In poche parole la Cgil Calabria e Gioia Tauro chiama il Governo “a decidere di rendere concreta la Cabina di regia sulla Zes per velocizzare decisioni e scelte in grado di garantire l’allocazione di aziende industriali nelle aree individuate. Allo stesso modo è necessario superare il Commissariamento dell’Autorità portuale di Gioia Tauro nominando il Presidente per rafforzare le scelte e le decisioni indispensabili in questa fase delicata. Così come bisogna incentivare le opportunità di diversificazione delle attività portuali, a cominciare dal terminal auto (Auto Terminal Gioia Tauro), che sta registrando volumi importanti con conseguenti ricadute occupazionali. In questo quadro, chiediamo al Governo di pensare sin da adesso a rifinanziare l’Agenzia fino alla completa rioccupazione di tutto il personale”.

“Chiediamo, inoltre, al Governo nazionale di rivedere la penalizzante decisione di istituire la 16^ Autorità portuale nella quale vengono inseriti i due porti calabresi di Reggio Calabria e Villa San Giovanni che, in questo modo, vengono sottratti alla loro vocazione naturale e alla possibilità di usufruire degli effetti trascinanti dell’Autorità portuale di Gioia Tauro. L’Area dello Stretto non si costruisce dividendo il territorio e la Calabria e impoverendo Reggio e Villa San Giovanni per rispondere a vecchie e logore logiche di potere. Per questo – prosegue la sigla – chiediamo al Presidente della Giunta regionale Oliverio, ai sindaci di Reggio e Villa San Giovanni una decisa e pubblica presa di posizione”.

In questi anni, il sindacato calabrese ha fatto la propria parte con senso di responsabilità. Adesso, però, è necessario rendere concreti gli impegni assunti e gli investimenti previsti e decisi, a cominciare da quelli di Mct per nuova occupazione nelle nuove attività. “Il Governo – sbottano dalla Sigla – non può rimanere inerme in questa situazione ma deve essere il garante di questo processo facendo rispettare gli impegni e rispondendo alle esigenze economiche e occupazionali di Gioia e della Calabria”.

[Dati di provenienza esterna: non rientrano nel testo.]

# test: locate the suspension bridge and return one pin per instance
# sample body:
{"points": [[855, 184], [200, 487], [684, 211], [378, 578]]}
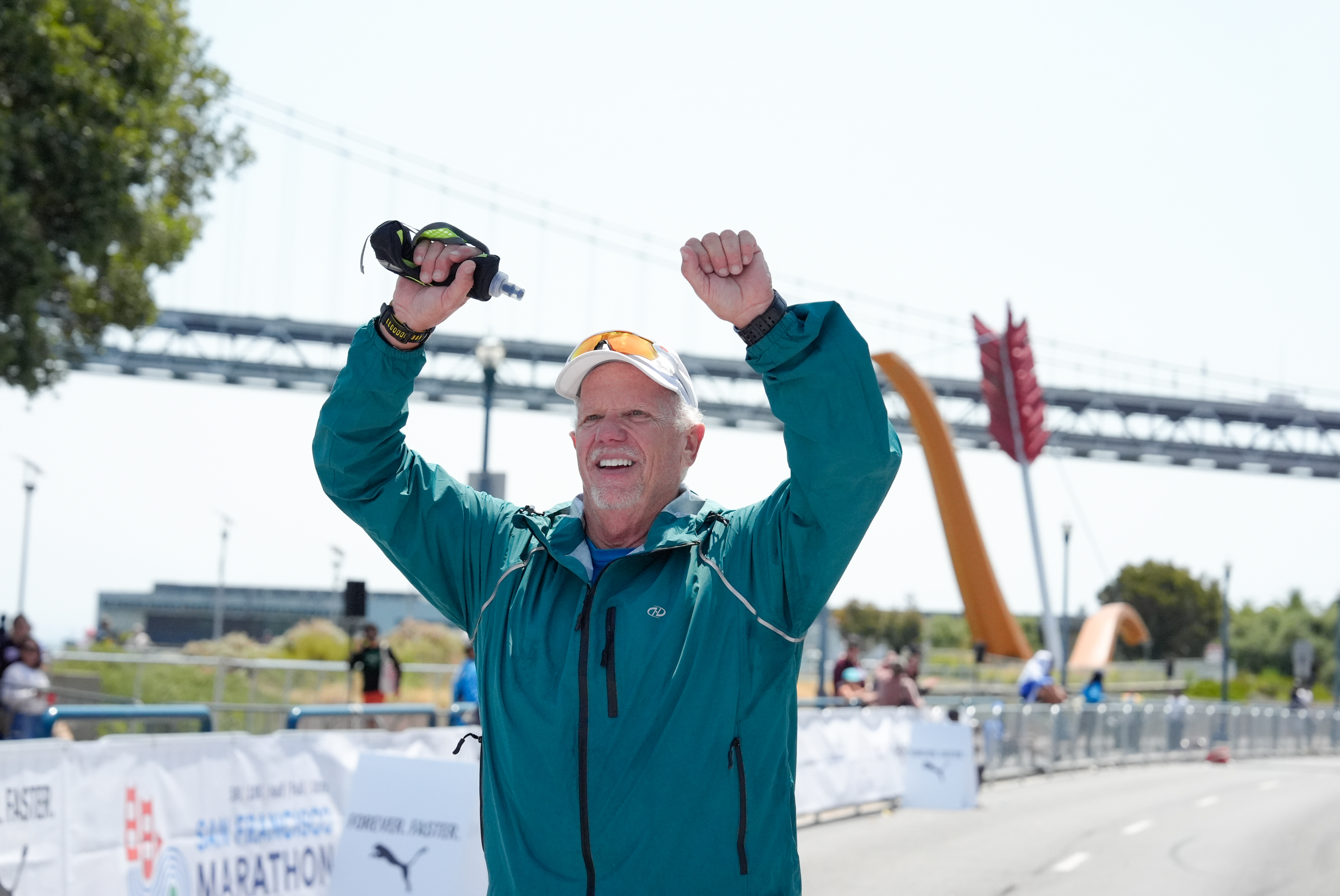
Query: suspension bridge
{"points": [[1115, 409], [1280, 436]]}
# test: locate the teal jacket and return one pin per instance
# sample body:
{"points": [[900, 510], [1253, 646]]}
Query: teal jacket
{"points": [[640, 733]]}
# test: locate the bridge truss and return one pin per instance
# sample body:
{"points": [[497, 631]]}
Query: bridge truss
{"points": [[1279, 436]]}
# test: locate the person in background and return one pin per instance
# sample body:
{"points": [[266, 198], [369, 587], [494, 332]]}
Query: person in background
{"points": [[1300, 697], [853, 687], [897, 686], [25, 689], [467, 690], [13, 641], [1094, 690], [381, 669], [847, 661], [1177, 705], [1089, 718], [1035, 677], [979, 742]]}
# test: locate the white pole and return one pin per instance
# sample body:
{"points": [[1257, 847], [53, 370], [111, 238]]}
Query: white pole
{"points": [[219, 591], [30, 484], [1051, 631], [1066, 602]]}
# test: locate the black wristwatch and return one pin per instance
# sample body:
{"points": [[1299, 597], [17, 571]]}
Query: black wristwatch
{"points": [[396, 327], [763, 325]]}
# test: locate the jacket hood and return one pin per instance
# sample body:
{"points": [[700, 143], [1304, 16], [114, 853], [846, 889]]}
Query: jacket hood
{"points": [[563, 533]]}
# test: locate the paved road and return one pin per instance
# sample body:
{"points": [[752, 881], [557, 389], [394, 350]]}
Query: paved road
{"points": [[1249, 828]]}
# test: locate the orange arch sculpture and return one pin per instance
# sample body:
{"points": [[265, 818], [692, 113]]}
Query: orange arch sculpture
{"points": [[1098, 635], [984, 606]]}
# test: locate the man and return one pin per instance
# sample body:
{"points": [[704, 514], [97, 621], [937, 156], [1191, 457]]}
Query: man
{"points": [[381, 667], [897, 686], [467, 690], [851, 659], [13, 642], [638, 647], [23, 689]]}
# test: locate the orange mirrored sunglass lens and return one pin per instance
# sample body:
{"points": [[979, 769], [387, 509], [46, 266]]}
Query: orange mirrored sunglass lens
{"points": [[620, 341]]}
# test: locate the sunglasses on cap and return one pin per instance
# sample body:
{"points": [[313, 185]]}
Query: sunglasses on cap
{"points": [[620, 341]]}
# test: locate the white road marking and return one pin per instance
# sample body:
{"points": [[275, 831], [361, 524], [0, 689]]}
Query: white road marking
{"points": [[1071, 863]]}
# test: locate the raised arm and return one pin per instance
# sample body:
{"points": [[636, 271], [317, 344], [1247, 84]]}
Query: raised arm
{"points": [[448, 539], [787, 552]]}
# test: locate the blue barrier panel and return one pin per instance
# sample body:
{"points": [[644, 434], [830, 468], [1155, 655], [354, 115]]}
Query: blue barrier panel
{"points": [[301, 713], [122, 712]]}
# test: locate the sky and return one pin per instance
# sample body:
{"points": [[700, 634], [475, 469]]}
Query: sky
{"points": [[1150, 181]]}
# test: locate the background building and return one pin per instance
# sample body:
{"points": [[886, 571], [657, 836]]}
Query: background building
{"points": [[176, 614]]}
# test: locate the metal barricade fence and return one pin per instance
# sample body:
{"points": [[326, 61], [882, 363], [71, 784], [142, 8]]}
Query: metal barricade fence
{"points": [[248, 694], [1023, 740]]}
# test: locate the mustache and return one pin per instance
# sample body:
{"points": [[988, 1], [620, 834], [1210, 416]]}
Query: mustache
{"points": [[595, 456]]}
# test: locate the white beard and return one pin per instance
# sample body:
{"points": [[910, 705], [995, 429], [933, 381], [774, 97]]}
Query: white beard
{"points": [[618, 498]]}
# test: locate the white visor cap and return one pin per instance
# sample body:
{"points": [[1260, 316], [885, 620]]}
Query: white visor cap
{"points": [[666, 372]]}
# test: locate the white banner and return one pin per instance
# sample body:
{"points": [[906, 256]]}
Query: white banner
{"points": [[412, 820], [846, 757], [199, 815], [232, 815], [941, 772]]}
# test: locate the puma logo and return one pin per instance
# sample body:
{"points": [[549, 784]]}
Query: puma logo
{"points": [[23, 860], [382, 852]]}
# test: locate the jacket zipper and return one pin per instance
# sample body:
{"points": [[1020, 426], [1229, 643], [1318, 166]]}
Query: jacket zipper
{"points": [[583, 720], [611, 687], [736, 757]]}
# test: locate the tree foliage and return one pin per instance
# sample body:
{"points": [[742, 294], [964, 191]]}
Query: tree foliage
{"points": [[1182, 612], [109, 140], [949, 631], [1263, 639], [873, 626]]}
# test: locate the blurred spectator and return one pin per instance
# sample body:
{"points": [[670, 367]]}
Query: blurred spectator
{"points": [[140, 639], [381, 669], [897, 686], [10, 642], [914, 671], [979, 744], [1035, 675], [25, 689], [847, 661], [467, 690], [1094, 690], [1177, 718]]}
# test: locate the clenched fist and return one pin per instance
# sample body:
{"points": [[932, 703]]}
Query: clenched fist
{"points": [[728, 272]]}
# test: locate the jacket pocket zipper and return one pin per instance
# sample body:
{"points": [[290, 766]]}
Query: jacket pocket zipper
{"points": [[735, 757], [611, 687]]}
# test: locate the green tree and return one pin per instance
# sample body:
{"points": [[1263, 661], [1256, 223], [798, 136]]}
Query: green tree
{"points": [[1181, 612], [109, 137], [874, 626], [949, 631], [1263, 639]]}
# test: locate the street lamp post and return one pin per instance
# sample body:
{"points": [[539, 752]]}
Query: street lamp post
{"points": [[1224, 635], [490, 353], [30, 484], [1066, 600], [219, 591]]}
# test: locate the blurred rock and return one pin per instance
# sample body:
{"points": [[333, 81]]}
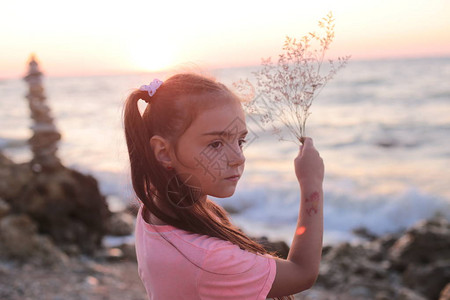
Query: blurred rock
{"points": [[410, 265], [445, 293], [429, 279], [45, 137], [364, 233], [4, 208], [280, 247], [20, 240], [64, 203], [426, 242], [120, 224]]}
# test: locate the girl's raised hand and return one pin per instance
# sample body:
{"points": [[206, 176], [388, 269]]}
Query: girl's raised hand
{"points": [[309, 167]]}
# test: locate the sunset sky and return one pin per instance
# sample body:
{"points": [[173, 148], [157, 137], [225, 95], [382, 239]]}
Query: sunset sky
{"points": [[102, 37]]}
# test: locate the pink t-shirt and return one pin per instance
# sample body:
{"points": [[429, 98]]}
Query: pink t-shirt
{"points": [[166, 274]]}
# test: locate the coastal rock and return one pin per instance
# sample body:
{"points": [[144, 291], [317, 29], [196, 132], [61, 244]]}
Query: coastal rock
{"points": [[445, 293], [4, 208], [65, 204], [424, 243], [19, 239], [120, 224], [430, 279], [280, 247]]}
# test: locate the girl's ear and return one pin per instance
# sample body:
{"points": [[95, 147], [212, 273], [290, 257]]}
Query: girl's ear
{"points": [[160, 147]]}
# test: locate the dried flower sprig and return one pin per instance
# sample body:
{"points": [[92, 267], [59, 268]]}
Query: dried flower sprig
{"points": [[287, 90]]}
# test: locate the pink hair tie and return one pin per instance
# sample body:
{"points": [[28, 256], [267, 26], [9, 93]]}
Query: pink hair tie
{"points": [[152, 87]]}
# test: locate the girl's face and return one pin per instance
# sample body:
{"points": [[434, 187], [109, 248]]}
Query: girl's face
{"points": [[209, 153]]}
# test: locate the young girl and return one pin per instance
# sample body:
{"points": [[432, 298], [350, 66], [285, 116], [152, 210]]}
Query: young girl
{"points": [[188, 145]]}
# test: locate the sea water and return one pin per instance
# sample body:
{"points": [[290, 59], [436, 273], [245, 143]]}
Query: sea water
{"points": [[382, 128]]}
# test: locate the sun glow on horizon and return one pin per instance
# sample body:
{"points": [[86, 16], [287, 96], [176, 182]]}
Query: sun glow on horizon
{"points": [[153, 37], [149, 58]]}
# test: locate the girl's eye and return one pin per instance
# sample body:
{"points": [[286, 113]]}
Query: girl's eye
{"points": [[242, 142], [216, 145]]}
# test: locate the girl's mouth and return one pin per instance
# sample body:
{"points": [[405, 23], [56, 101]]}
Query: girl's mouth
{"points": [[233, 178]]}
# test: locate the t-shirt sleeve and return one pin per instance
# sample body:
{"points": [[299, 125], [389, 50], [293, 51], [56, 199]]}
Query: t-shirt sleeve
{"points": [[232, 273]]}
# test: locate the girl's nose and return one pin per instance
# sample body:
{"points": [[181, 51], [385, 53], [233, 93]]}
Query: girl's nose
{"points": [[235, 156]]}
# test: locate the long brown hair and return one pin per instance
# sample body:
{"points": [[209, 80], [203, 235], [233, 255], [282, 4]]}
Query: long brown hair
{"points": [[169, 112]]}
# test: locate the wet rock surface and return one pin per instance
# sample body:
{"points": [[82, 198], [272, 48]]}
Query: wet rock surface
{"points": [[64, 204]]}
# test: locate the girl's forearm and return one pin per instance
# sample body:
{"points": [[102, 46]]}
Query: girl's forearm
{"points": [[306, 248]]}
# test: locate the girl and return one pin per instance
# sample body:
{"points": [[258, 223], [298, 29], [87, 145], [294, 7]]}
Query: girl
{"points": [[188, 145]]}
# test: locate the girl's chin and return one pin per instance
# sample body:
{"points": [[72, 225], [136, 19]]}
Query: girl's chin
{"points": [[223, 194]]}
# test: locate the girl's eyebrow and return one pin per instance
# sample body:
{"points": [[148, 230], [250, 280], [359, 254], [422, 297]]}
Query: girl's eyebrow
{"points": [[226, 133]]}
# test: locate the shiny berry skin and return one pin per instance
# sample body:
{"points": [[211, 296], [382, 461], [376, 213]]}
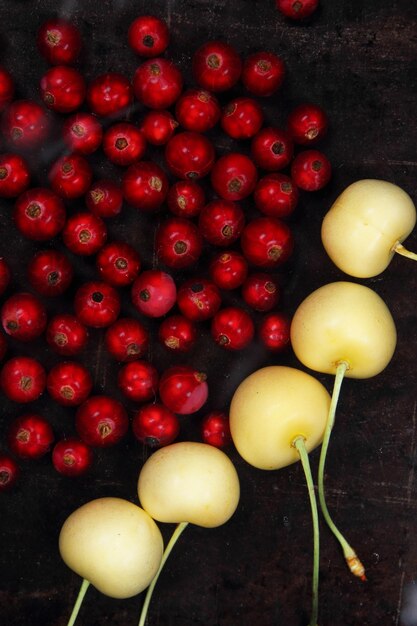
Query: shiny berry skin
{"points": [[274, 331], [9, 472], [155, 426], [50, 272], [216, 66], [25, 124], [104, 198], [189, 155], [138, 381], [39, 214], [84, 233], [177, 333], [157, 83], [82, 133], [178, 242], [6, 88], [22, 379], [30, 436], [183, 389], [297, 9], [101, 421], [276, 195], [232, 328], [263, 73], [66, 335], [267, 242], [145, 186], [148, 36], [221, 222], [311, 170], [154, 293], [272, 149], [197, 110], [198, 299], [109, 94], [14, 175], [72, 457], [261, 292], [118, 263], [62, 89], [59, 42], [215, 429], [124, 144], [228, 270], [158, 127], [69, 383], [70, 176], [97, 304], [234, 176], [186, 198], [23, 316], [242, 118], [307, 124], [127, 340]]}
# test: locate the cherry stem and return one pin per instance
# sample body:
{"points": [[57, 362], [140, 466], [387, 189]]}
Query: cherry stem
{"points": [[83, 589], [398, 247], [351, 558], [171, 543], [299, 444]]}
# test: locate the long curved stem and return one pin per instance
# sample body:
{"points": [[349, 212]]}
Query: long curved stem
{"points": [[352, 559], [299, 443], [171, 543], [83, 589]]}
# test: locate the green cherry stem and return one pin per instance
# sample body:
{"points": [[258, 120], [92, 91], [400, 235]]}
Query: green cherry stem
{"points": [[83, 590], [171, 543], [351, 558], [299, 444]]}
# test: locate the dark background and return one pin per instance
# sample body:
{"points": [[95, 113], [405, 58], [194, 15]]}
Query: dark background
{"points": [[359, 61]]}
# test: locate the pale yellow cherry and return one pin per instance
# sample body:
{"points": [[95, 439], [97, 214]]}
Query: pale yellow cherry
{"points": [[366, 225], [344, 322], [270, 409]]}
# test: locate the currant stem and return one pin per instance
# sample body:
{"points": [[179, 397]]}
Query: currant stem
{"points": [[351, 558], [171, 543], [83, 589], [299, 444]]}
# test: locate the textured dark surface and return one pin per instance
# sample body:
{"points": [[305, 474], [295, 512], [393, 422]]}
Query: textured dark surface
{"points": [[359, 60]]}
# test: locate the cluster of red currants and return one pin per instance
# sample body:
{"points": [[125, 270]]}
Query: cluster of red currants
{"points": [[195, 224]]}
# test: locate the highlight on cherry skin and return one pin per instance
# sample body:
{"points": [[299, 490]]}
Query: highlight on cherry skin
{"points": [[366, 226]]}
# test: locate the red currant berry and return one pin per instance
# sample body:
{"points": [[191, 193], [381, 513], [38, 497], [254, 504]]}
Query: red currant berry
{"points": [[177, 333], [101, 421], [155, 425], [30, 436], [178, 243], [50, 272], [189, 155], [216, 66], [183, 389], [23, 316], [97, 304], [72, 457], [311, 170], [118, 264], [263, 73], [154, 293], [234, 176], [84, 233], [59, 42], [127, 339], [14, 175], [232, 328]]}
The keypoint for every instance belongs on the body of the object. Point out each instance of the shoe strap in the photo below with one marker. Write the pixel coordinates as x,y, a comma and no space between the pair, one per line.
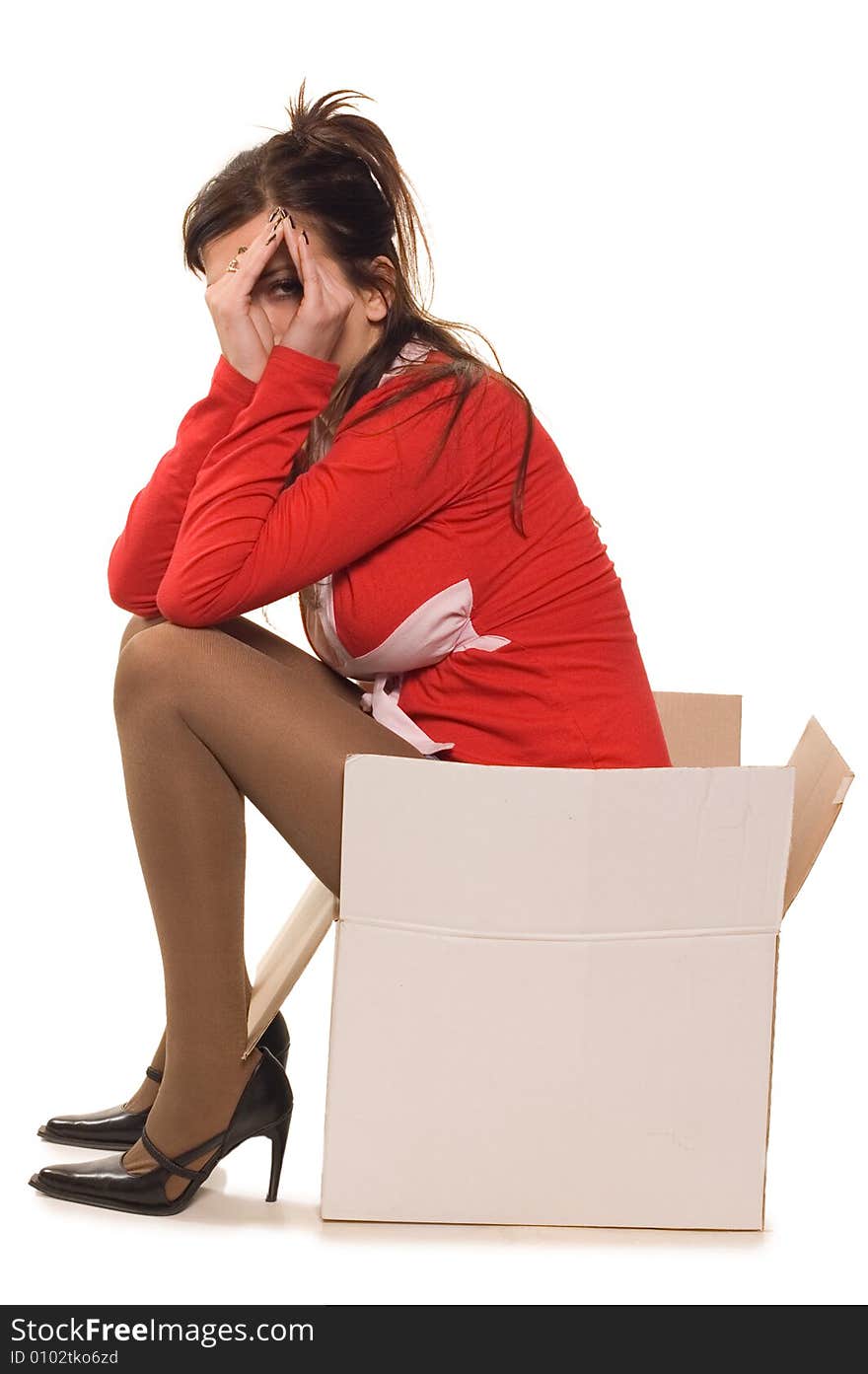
175,1165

“In sostanza – concludono – è necessario fare il tagliando a quell’Accordo di Programma Quadro e ognuno si deve assumere le proprie responsabilità. In mancanza di ciò si devono costruire le condizioni di una nuova larga e unitaria mobilitazione per chiedere prospettive e certezze per i lavoratori, i giovani e il territorio”.